Torniamo ai possibili scenari. A meno di concessioni significative da una delle due parti non si comprende, allo stato attuale, quale possa essere un punto comune tra Unione Europea e Regno Unito. Dopo tre anni è lecito pensare che forse questo punto comune non esista; a meno che appunto una delle due parti non alzi bandiera bianca. È sempre possibile che ci sia un’altra estensione. Un tempo in cui in Gran Bretagna si potrebbero fare nuove elezioni, con un Parlamento diverso per nuovi negoziati, o un secondo referendum. Tutto molto facile in teoria, ma meno nella pratica. Per esempio, non è chiaro quale potrebbe essere il quesito del secondo referendum: una mera riproposizione del primo? Un’alternativa tra l’ultimo accordo e un no deal? Politicamente sarebbe comunque impegnativo rimangiarsi l’esito del primo.

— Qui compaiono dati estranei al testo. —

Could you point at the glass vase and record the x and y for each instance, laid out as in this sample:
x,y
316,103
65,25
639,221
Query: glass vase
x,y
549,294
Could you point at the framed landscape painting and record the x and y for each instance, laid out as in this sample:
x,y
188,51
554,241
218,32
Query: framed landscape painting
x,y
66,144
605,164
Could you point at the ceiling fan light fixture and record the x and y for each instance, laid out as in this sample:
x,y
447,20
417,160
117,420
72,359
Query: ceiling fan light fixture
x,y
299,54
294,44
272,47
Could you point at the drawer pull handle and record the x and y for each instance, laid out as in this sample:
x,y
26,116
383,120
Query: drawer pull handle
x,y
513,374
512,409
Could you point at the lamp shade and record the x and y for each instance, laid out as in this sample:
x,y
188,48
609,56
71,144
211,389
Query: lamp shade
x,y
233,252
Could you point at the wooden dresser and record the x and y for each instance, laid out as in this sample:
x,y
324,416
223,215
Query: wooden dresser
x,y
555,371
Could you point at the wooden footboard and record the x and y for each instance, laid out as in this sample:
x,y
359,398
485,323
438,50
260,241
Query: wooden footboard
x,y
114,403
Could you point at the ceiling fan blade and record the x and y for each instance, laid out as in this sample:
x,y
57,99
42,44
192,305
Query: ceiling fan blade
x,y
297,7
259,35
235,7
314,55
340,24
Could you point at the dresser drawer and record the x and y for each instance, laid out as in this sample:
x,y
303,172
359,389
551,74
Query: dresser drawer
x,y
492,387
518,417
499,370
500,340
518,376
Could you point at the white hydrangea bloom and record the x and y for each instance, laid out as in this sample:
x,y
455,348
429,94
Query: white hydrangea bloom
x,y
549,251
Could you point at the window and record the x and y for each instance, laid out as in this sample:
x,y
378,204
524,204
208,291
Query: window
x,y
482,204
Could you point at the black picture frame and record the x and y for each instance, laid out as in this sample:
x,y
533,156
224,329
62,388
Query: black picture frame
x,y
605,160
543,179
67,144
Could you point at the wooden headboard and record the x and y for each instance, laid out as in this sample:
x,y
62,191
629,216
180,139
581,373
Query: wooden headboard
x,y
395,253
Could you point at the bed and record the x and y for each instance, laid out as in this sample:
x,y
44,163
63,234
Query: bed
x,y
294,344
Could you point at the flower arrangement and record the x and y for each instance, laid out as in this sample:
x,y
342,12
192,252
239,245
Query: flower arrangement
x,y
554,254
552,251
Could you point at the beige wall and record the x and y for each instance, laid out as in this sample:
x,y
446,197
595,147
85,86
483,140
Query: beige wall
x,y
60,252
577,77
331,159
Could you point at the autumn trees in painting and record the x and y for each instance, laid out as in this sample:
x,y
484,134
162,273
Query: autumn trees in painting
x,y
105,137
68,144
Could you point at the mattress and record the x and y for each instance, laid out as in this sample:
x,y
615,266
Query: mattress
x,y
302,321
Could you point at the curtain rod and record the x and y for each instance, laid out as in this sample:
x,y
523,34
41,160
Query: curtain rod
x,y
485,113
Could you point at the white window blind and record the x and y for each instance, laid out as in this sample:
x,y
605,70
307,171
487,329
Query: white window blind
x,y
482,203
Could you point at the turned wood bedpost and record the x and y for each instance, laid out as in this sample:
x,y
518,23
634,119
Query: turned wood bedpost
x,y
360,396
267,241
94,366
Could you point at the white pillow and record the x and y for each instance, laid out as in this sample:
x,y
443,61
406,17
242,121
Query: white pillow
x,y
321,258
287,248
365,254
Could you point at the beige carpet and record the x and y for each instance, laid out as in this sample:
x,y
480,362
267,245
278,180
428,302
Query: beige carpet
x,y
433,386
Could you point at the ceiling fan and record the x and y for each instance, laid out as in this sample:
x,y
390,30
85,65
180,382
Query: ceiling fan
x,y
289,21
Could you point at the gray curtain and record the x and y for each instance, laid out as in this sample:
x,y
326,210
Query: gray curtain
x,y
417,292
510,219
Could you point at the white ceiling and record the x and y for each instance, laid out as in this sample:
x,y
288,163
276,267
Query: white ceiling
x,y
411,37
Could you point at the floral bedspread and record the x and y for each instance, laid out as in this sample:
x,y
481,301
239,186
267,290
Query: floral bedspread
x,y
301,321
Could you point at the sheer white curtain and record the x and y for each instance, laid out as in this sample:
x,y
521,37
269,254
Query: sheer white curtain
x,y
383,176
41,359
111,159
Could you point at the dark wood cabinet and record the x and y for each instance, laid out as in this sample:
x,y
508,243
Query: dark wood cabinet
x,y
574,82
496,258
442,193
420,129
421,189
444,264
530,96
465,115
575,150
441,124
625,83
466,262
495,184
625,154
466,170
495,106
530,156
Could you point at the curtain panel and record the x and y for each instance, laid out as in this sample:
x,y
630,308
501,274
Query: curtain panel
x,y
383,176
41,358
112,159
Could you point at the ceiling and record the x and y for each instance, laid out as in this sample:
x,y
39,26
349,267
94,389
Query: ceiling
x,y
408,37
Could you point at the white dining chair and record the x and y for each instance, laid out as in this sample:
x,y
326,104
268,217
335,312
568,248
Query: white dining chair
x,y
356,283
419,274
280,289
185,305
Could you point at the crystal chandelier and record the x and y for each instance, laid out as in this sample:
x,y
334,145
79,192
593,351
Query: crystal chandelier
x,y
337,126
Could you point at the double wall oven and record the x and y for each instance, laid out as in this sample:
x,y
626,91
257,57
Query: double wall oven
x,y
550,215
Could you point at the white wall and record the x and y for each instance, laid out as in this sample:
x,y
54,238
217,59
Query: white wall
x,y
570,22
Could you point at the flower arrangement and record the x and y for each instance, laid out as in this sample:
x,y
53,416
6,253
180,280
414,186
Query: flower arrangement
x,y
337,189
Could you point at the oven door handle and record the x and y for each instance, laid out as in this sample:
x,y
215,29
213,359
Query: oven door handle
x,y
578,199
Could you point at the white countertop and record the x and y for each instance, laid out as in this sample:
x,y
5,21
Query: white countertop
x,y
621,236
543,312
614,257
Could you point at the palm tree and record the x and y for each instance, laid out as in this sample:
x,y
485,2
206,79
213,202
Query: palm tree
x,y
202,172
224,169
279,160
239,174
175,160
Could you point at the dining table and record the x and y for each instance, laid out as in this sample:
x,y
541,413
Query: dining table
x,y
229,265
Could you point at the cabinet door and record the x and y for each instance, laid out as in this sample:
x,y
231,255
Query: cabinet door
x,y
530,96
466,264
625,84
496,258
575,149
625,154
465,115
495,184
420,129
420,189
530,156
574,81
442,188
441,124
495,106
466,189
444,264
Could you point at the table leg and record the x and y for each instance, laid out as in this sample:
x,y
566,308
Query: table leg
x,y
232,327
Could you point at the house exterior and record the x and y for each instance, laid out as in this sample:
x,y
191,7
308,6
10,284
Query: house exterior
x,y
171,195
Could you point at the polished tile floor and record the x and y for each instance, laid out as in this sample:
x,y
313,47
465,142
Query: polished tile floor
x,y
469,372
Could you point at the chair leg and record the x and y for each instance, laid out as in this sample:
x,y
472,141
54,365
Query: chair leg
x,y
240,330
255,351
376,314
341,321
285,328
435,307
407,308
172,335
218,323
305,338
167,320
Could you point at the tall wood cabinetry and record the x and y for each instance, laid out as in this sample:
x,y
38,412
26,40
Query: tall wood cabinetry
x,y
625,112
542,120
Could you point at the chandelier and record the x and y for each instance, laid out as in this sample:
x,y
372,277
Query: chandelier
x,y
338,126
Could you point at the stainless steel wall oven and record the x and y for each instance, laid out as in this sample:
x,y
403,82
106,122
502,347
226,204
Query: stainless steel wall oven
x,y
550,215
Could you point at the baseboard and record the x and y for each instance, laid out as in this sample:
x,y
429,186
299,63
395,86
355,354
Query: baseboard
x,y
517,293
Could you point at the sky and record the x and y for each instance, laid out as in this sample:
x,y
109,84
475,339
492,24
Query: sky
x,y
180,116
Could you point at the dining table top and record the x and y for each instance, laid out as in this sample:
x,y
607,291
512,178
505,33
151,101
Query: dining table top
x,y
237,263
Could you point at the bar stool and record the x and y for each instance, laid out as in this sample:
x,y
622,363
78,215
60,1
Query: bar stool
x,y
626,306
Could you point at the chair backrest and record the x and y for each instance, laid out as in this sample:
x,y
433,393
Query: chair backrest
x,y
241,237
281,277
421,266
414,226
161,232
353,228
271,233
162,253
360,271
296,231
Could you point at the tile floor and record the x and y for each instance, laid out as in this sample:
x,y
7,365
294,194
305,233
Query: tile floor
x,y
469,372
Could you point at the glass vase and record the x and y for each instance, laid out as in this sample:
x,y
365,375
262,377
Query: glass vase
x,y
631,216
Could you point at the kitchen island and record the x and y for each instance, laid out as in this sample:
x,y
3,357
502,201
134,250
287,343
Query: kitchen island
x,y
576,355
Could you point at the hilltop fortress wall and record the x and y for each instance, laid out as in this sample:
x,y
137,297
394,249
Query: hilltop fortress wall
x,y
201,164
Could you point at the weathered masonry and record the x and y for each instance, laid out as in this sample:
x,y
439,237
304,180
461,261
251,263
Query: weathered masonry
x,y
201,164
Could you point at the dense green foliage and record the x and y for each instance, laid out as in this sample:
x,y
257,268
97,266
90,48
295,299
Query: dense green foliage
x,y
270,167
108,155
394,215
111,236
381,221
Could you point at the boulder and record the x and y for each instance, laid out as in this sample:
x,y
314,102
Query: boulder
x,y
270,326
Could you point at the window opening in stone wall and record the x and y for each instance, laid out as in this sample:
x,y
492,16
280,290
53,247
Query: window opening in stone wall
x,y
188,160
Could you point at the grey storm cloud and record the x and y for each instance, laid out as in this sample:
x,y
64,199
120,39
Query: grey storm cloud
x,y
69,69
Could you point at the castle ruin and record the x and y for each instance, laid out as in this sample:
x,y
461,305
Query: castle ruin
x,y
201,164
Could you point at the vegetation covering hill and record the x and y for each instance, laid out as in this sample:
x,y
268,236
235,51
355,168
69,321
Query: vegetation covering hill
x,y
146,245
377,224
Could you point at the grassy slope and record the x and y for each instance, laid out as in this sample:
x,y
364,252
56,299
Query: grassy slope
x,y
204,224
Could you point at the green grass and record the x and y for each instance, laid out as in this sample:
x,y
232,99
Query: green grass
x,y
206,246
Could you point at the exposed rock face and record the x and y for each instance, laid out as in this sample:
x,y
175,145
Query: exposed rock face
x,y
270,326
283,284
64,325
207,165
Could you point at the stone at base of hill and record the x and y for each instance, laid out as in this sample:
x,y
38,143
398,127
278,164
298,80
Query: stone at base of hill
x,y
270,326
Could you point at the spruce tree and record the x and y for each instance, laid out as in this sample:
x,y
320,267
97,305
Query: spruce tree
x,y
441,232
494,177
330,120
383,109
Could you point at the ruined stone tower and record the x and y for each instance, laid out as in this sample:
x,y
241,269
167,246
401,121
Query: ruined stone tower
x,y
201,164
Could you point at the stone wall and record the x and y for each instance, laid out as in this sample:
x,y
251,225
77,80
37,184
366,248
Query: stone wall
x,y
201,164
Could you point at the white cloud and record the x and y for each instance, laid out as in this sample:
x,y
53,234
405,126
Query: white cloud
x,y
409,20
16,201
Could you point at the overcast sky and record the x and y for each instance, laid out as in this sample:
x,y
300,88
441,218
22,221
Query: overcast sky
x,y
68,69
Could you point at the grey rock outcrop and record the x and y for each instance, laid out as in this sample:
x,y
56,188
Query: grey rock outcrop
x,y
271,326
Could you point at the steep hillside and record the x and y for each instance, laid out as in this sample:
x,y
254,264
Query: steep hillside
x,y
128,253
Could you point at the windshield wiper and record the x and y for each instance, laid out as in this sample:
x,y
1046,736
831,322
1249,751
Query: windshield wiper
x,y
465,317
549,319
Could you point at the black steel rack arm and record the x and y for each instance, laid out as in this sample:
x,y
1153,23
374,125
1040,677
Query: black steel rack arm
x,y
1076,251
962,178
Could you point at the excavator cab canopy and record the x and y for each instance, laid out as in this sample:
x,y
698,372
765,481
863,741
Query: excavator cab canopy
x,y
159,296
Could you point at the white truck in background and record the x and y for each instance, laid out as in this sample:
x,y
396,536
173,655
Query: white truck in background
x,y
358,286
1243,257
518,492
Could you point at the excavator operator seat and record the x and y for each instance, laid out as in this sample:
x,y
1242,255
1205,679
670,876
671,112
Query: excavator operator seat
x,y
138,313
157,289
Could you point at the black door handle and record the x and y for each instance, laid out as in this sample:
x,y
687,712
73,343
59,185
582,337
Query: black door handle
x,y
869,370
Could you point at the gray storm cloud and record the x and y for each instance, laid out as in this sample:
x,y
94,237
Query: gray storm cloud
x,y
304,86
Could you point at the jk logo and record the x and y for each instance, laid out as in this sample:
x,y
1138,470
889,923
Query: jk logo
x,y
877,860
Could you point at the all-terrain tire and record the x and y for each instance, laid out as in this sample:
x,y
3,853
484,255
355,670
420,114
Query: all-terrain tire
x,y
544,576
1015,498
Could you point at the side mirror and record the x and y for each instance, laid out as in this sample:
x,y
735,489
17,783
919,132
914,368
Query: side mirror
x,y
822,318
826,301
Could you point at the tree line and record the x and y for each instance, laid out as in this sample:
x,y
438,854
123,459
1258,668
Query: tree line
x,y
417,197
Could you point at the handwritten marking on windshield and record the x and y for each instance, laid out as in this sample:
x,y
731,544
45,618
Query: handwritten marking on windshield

È possibile che ci sia un’altra estensione; è possibile che il Regno Unito si imbarchi in un’altra campagna elettorale estenuante dall’esito comunque imponderabile nonostante l’ennesima elezione dipinta come un rigore a porta vuota. È possibile che l’Unione Europea si irrigidisca e chieda che venga rispettato il termine del 29 marzo. Noi vorremmo ritornare alle parole di Barnier, in particolare al rischio di un’uscita senza accordo per un “incidente”. Lentamente si rischia di infilarsi nel vicolo cieco del 29 marzo con, magari, entrambe le parti convinte che alla fine qualcuno ceda.
Nessuno vuole un’uscita disordinata, ma intanto i margini si assottigliano, le opzioni si esauriscono e il rischio è che tutto, all’ultimo secondo, si riduca in una scelta tra un accordo ritenuto cattivo e un non accordo con, sullo sfondo, un voto “certificato” per l’uscita. Nel frattempo nelle ultime settimane si allunga la lista dei provvedimenti, dalle banche ai dazi, per evitare gli effetti più nefasti di un’uscita senza accordo; forse è tutta materia “negoziale”, ma intanto qualcuno mette qualche pezza dove può.
Scegliamo di prendere al loro valore “facciale” le parole di Barnier in particolare alla voce “incidente”. Nel caos attuale dopo tre anni dal referendum è uno scenario con forse cui non si può più non fare i conti.